A 6-year Prospective Clinical Study of Laparoscopic Cholecystectomies in Kashmir Valley, India
Keywords:Laparoscopic cholecystectomy, rural health, developing countries, health care costs
Objective: To evaluate the feasibility of reducing hospital stay length and the cost of laparoscopic cholecystectomies (LCs) in a developing country.
Study Design: A clinical study of patients with symptomatic cholelithiasis undergoing an LC in Gousia Hospital, District Hospital Baramulla, Modern Hospital, and Ahmed Hospital of Kashmir from January 2001 to March 2007. The main parameters evaluated were mortality, conversion, complications, re-operation, reduction in hospital stay length, and cost.

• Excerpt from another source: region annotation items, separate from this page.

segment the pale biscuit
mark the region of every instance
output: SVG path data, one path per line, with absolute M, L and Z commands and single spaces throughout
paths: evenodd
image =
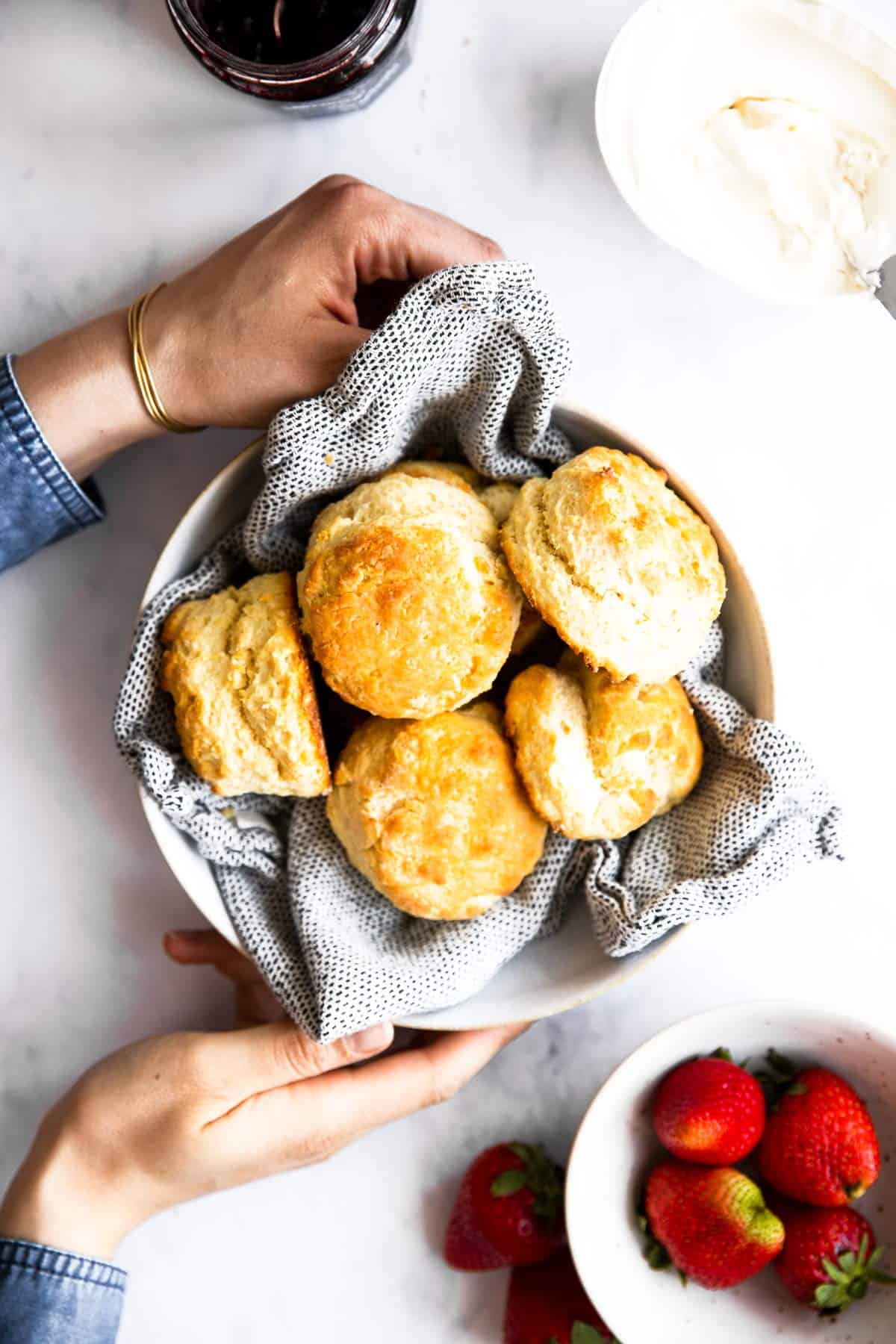
M 326 816 L 353 866 L 407 914 L 470 919 L 514 891 L 547 828 L 494 706 L 371 719 L 336 766 Z
M 462 491 L 469 491 L 474 495 L 482 482 L 482 477 L 474 468 L 467 462 L 442 462 L 441 460 L 429 461 L 429 458 L 408 458 L 402 462 L 396 462 L 395 466 L 390 466 L 386 476 L 392 476 L 395 473 L 400 476 L 416 476 L 416 477 L 430 477 L 437 481 L 446 481 L 447 485 L 458 485 Z M 502 521 L 502 519 L 498 519 Z
M 215 793 L 312 798 L 330 786 L 292 574 L 261 574 L 165 621 L 160 684 L 184 755 Z
M 680 672 L 724 601 L 712 532 L 634 453 L 591 448 L 527 481 L 501 542 L 532 606 L 615 680 Z
M 486 691 L 523 606 L 486 505 L 400 472 L 322 511 L 298 593 L 326 683 L 386 719 L 427 718 Z
M 564 653 L 514 677 L 505 724 L 532 806 L 574 840 L 629 835 L 700 777 L 697 723 L 674 677 L 611 681 Z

Results: One thousand, three hundred, and thirty-five patients, 1024 females and 311 males, presented for LCs. There was no mortality in the 30 postoperative days. Twenty-five cases were converted to open procedures, while one patient had common bile duct (CBD) injury. No long-term complications were noted.
Conclusion: An LC can be performed safely in small hospitals in a developing country, provided equipment is available, and the operating team members are well trained. The overall cost can be minimized by using reusable instruments, intracorporeal sutures, and self-made specimen extraction bags.